Ce volume issu d’un colloque au Collège de France organisé par la chaire « Milieux Bibliques » les 19 et 20 mai 2014 étudie de près ces êtres intermédiaires tels que les concevaient les sociétés du Proche-Orient ancien, et en particulier les lettrés à l’origine des écrits et littératures qui témoignent de leur imaginaire religieux. La plupart des contributions aborde, soit des textes cunéiformes du IIe et du Ier millénaire avant notre ère, soit la littérature biblique et des traditions postérieures qui s’en sont inspirées, du judaïsme ancien à l’islam en passant par le manichéisme ; l’Égypte et le zoroastrisme sont également pris en considération. On apprend ainsi à connaître et mieux comprendre les génies protecteurs et les démons malveillants, les héros et les géants d’antan, des humains divinisés ou des anges porteurs de révélations innovantes. Le panorama des intermédiaires bibliques s’avère particulièrement riche en figures de tout genre, au point de constituer un véritable pandaemonium israélite et de soulever cette interrogation à première vue surprenante : y aurait-il eu, à un moment donné, un trop-plein dans le monde divin ?

English:

It has long been an important issue for many religions, both ancient and modern, to imagine and question the differences between humans and deities as well as their means to communicate between each other. Ancient Near Eastern texts and iconography conceive this relationship in more than binary terms (i.e., human vs. divine): they presume the existence of various intermediate and often liminal entities, whom scholars have usually classified in terms of “angels”, “demons”, “heroes” etc. According to ancient belief, such beings (some anonymous, others named such as Pazuzu, Azazel, Gabriel, Metatron, or Satan…) could take over roles that were considered as unfitting for the gods themselves; they could act as messengers and intermediaries, or in contrast even rival the gods. The dead (or at least the prominent among the deceased, such as kings or prophets) could be considered as intermediates in their own right, since they were thought to have special knowledge of a sphere that the living could only imagine imperfectly. To keep such entities at a distance or to satisfy them and gain their sympathy could at times prove no less challenging than to serve the gods. On the other hand, imagining those entities helped ancient societies and individuals, and particularly the literary elites among them, to manage and structure the contingencies of the world they lived in.
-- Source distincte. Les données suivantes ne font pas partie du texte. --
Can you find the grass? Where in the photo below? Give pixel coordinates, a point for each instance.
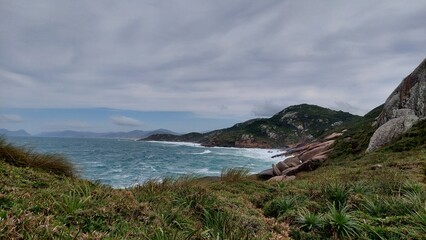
(344, 199)
(21, 157)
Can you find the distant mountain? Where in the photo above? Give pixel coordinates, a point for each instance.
(292, 125)
(86, 134)
(19, 133)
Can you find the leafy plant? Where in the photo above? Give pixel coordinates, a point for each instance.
(234, 174)
(309, 220)
(337, 193)
(341, 223)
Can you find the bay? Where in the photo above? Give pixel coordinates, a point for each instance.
(124, 163)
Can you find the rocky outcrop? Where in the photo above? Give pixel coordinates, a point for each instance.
(302, 158)
(403, 108)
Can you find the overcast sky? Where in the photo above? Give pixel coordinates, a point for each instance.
(203, 64)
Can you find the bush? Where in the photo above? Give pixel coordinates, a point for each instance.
(277, 207)
(234, 174)
(21, 157)
(341, 224)
(336, 193)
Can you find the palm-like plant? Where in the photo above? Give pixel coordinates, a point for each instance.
(342, 224)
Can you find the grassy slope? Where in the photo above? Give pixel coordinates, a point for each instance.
(349, 197)
(314, 119)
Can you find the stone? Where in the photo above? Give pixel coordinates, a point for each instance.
(376, 166)
(333, 136)
(281, 178)
(410, 94)
(316, 151)
(266, 174)
(391, 130)
(275, 170)
(282, 166)
(289, 178)
(292, 161)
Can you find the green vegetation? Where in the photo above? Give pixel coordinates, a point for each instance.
(19, 157)
(348, 198)
(292, 125)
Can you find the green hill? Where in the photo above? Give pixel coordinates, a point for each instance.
(380, 195)
(292, 125)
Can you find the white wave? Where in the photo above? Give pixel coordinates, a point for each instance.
(253, 153)
(189, 144)
(202, 153)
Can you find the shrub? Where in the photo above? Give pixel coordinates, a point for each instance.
(234, 174)
(21, 157)
(277, 207)
(308, 220)
(337, 193)
(341, 224)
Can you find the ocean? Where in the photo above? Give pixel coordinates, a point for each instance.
(124, 163)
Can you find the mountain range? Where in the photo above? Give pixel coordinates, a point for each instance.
(294, 124)
(18, 133)
(87, 134)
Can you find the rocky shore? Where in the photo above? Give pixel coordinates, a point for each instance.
(302, 157)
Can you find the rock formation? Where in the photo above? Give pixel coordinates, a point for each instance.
(301, 158)
(403, 108)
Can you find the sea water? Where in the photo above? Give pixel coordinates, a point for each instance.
(124, 163)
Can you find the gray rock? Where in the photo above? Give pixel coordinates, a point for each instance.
(266, 174)
(275, 170)
(403, 108)
(376, 166)
(410, 94)
(282, 166)
(390, 131)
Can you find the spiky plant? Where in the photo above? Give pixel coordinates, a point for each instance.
(341, 224)
(309, 220)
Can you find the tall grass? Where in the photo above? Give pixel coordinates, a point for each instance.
(21, 157)
(234, 174)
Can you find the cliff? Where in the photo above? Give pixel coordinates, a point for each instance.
(295, 124)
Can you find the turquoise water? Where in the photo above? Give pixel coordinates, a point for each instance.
(123, 163)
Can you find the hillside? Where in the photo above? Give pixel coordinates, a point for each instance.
(379, 195)
(18, 133)
(87, 134)
(292, 125)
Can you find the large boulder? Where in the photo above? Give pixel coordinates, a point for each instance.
(391, 130)
(403, 108)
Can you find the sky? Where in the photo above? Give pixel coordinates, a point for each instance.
(198, 65)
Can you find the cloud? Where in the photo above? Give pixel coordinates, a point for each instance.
(68, 125)
(199, 56)
(126, 121)
(267, 109)
(11, 118)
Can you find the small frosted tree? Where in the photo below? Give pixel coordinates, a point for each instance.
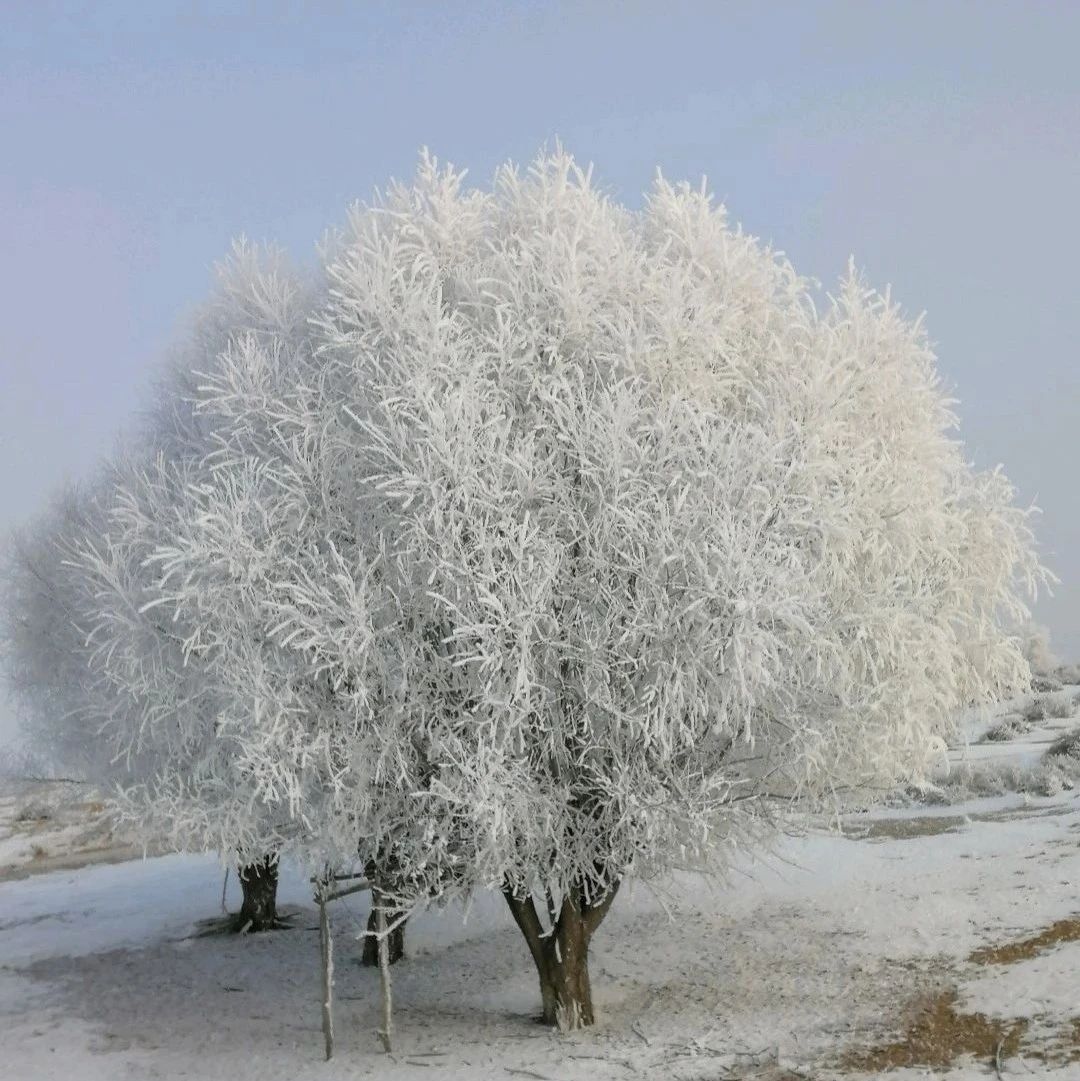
(104, 684)
(583, 545)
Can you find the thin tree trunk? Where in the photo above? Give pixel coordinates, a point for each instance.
(561, 955)
(260, 884)
(327, 957)
(395, 941)
(386, 1032)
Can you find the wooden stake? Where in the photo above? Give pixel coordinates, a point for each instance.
(327, 953)
(386, 1032)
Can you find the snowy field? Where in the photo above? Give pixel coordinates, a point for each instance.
(940, 938)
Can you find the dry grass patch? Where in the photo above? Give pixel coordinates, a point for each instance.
(1024, 949)
(937, 1035)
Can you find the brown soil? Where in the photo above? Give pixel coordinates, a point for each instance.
(1024, 949)
(936, 1036)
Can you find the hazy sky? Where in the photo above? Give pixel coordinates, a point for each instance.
(938, 143)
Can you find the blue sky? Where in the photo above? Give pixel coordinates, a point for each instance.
(938, 143)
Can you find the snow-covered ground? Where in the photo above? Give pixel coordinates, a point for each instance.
(948, 931)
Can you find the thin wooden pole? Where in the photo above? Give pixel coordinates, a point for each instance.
(327, 952)
(386, 1032)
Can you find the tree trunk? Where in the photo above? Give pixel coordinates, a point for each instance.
(561, 955)
(396, 939)
(260, 884)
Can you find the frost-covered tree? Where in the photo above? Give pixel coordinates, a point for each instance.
(581, 543)
(98, 671)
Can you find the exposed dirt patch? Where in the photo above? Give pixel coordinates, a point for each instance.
(904, 829)
(937, 1035)
(1024, 949)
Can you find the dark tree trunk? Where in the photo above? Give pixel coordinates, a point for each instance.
(396, 939)
(561, 955)
(260, 884)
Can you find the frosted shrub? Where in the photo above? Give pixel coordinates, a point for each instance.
(573, 545)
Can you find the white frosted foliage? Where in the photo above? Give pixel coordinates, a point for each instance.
(548, 543)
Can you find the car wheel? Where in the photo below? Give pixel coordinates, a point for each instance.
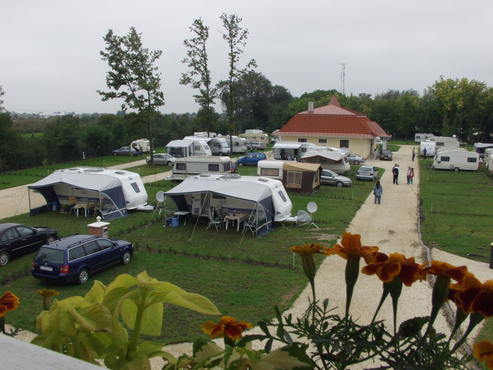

The present volume offers the proceedings of an international symposium, organized by the chair of  « Milieux Bibliques » and held at the Collège de France on 19-20 May 2014, dealing with intermediate beings as imagined in ancient Near Eastern societies and reflected in their textual and visual records. The aim was to get a better sense of how such entities were conceived, what roles they were attributed and what functions they fulfilled in culture and society, religion and literature, ritual and belief. The contributions scrutinize cuneiform and other ancient Near Eastern texts, as well as biblical literature, in order to understand ancient Mesopotamian, Levantine and Israelite conceptions of human-divine hybrids and intermediaries; other papers address ancient Egyptian, Jewish, Manichaean, Christian, Zoroastrian, and Islamic sources and beliefs. In all their variety, and in the variety of the numinous figures (collectives or individuals, anonymous or named) that are analyzed, these studies provide vivid insights into how the ancients experienced and modeled the reality they lived in when mobilizing human-divine intermediates for their own concerns.

 

Thomas Römer est Professeur au Collège de France (Chaire « Milieux bibliques ») et à l’Université de Lausanne (Bible hébraïque). Il est Vice-Administrateur du Collège de France et directeur de l’UMR 7192. Bertrand Dufour et Fabian Pfitzmann ont été ses assistants au Collège de France entre 2013 et 2015. Ils sont aujourd’hui doctorants en Ancien Testament/Bible hébraïque, le premier à l’Institut catholique de Paris, le second à l’Institut romand de sciences bibliques, Université de Lausanne. Christoph Uehlinger est Professeur d’Histoire comparée des Religions et dirige le Département de Sciences des religions de l’Université de Zurich.